Mentioned in this blog
Pinot Noir and Chardonnay come together in this Rose blend delivering a refreshing Prosecco style sparkler for any occasion.

Ca’ Momi is built on Napa Valley soil, but the roots extend to soulful Italian tradition. Founders Valentina Guolo-Migotto, Dario De Conti and Stefano Migotto all grew up in Italy, where the community comes together around the table. They brought this tradition to Napa Valley with all the fiery passion you’d expect from three Italians.
Dario grew up on his family’s farm in Veneto, Italy. He began formal education in enology at age 14, and ten years later received his Masters’ degree in winemaking. Dario funded his decade of tuition payments by working at his family’s pizzeria, where he learned the fine art of the pizzaiolo and ignited a lifelong passion for pizza. He also found inspiration in Italian wine culture, which treats wine as a joyful part of everyday life, rather than something to show off or put on a pedestal.

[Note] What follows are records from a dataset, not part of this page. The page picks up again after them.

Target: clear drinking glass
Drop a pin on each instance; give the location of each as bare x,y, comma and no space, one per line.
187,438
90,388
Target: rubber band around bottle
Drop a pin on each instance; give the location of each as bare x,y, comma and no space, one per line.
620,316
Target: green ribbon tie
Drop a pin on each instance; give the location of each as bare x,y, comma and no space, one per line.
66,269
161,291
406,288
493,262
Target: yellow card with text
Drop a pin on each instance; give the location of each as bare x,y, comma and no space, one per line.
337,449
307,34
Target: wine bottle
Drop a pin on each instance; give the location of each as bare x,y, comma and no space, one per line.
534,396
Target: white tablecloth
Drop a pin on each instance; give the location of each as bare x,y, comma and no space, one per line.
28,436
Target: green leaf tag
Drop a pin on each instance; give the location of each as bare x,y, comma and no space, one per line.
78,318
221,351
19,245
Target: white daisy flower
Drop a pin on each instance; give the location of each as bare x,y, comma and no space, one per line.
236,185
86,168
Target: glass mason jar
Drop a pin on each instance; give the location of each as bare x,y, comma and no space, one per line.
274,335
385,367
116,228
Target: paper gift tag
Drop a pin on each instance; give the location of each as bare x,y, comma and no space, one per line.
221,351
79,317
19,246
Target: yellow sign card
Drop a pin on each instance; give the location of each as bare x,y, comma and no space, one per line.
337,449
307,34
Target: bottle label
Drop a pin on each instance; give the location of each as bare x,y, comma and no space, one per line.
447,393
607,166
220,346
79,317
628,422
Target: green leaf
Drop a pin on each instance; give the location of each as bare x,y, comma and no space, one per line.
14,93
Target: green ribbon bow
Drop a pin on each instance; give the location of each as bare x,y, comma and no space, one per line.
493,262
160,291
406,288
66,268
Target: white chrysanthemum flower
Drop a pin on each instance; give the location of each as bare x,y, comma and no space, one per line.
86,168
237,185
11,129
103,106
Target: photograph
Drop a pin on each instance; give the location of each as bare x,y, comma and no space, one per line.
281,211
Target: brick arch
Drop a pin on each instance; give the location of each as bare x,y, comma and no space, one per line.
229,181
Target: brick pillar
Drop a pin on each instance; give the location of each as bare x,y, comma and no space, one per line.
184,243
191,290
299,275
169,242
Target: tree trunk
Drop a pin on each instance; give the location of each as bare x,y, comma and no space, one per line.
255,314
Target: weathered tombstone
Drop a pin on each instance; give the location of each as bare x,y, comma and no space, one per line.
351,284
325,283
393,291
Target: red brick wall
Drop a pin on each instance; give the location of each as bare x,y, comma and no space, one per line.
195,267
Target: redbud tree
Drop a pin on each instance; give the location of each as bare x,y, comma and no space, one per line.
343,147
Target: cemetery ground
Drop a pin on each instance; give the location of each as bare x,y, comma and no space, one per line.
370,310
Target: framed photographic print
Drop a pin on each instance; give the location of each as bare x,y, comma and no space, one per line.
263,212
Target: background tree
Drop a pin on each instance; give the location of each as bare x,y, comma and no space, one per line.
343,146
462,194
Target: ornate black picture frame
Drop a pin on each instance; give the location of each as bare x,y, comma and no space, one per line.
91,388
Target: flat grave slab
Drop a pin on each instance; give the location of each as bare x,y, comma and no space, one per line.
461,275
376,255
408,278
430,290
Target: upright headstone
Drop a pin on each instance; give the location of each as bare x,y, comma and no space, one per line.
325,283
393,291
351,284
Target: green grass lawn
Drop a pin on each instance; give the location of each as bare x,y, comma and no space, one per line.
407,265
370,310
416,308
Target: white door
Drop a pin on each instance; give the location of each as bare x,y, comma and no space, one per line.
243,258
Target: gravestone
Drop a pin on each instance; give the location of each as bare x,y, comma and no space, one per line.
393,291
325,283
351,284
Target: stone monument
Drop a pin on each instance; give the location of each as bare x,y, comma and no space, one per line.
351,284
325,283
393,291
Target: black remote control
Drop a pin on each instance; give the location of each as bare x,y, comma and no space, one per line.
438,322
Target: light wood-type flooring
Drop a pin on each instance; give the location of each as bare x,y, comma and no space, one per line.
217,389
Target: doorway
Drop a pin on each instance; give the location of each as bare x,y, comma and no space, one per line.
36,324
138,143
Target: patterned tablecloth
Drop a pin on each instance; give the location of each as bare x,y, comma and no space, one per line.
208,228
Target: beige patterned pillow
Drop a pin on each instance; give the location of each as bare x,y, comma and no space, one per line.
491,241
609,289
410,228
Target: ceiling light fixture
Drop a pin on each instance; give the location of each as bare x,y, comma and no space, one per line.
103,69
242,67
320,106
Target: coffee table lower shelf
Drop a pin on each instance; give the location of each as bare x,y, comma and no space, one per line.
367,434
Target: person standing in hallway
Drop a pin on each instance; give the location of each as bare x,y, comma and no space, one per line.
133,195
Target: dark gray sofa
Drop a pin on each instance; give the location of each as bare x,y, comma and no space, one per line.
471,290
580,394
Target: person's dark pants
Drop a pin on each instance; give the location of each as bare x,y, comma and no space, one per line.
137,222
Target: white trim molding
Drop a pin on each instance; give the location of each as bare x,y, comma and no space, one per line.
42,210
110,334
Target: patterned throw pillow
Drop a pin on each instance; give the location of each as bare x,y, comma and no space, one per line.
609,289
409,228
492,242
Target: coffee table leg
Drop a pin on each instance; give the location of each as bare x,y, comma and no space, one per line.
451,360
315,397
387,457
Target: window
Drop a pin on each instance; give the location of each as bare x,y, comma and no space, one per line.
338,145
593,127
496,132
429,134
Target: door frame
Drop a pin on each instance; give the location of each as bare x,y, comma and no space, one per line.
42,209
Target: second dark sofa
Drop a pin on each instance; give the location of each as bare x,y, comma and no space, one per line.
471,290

After eight years of crafting wine in Italy, Dario brought his zero-pretension winemaking to Napa Valley, where he partnered with Valentina Guolo-Migotto and Stefano Migotto to launch Ca’ Momi in 2006. He pours his playful spirit and loving intention into every heartcrafted wine he makes.
Stefano is a third-generation vintner and distiller from Abano Terme in Northern Italy. He grew up helping in his family’s winery from the time he could walk and eventually took over its leadership. After earning an enology degree from Scuola Enologica di Conegliano, Stefano moved to the United States with 12 years of winemaking experience and a taste for new adventures. He spends most of his time at the winery running production and geeking out on wine equipment. His commitment to authentic, soulful winemaking is surpassed only by his dedication to his children.
Valentina was raised in the Veneto region of Italy, but in 1997 packed her bags for California with an entrepreneurial twinkle in her eye. As Chief Evolutionary Officer, Valentina leads the winery’s local and international charitable initiatives.
Ask any Italian the secret to good cooking and you’ll get the same answer: quality ingredients. Winemaking is the same… you have to start with great fruit to make great wine. Ca' Momi estate vineyards are the backbone of their wines, along with sourcing high-quality fruit from outstanding sites in the Napa Valley AVA. The Crescendo Vineyard in Los Carneros is an organically farmed estate vineyard. Napa Valley’s Los Carneros sub-appellation has some of the oldest, most highly prized vines in the area. The ten and a half acre old-vine Crescendo estate vineyard is still rocking Pinot Noir originally planted by Napa pioneer Kent Rasmussen, in the early 1970s. Vintners all across California have sought out budwood from these “Rasmussen clone” vines, hoping to inject a bit of their magic into other vineyard sites. Cercando Vineyard in Los Carneros is breezy, which has almost coastal weather giving it perfect growing conditions for all cool-climate varietals. A mile north of Crescendo is the Cercando estate vineyard and has nine acres of premium Chardonnay, Merlot, and Pinot Noir. Wild Horse Valley estate to the east sits at 1,400 feet above sea level, where the maritime winds from San Pablo Bay can still bring their essential chill factor.
Inspired by their Italian heritage and Dario's love of pizza, Ca' Momi eschewed opening a traditional tasting room and instead opened a restaurant in downtown Napa dedicated to their heartcrafted Italian cuisine with obsessive quality and integrity. They celebrate the simplicity of authentic Italian flavors and the incomparable quality of California grown organic ingredients along with the opportunity to enjoy Ca' Momi wines. In just a short time it has become a well-known hangout in downtown Napa.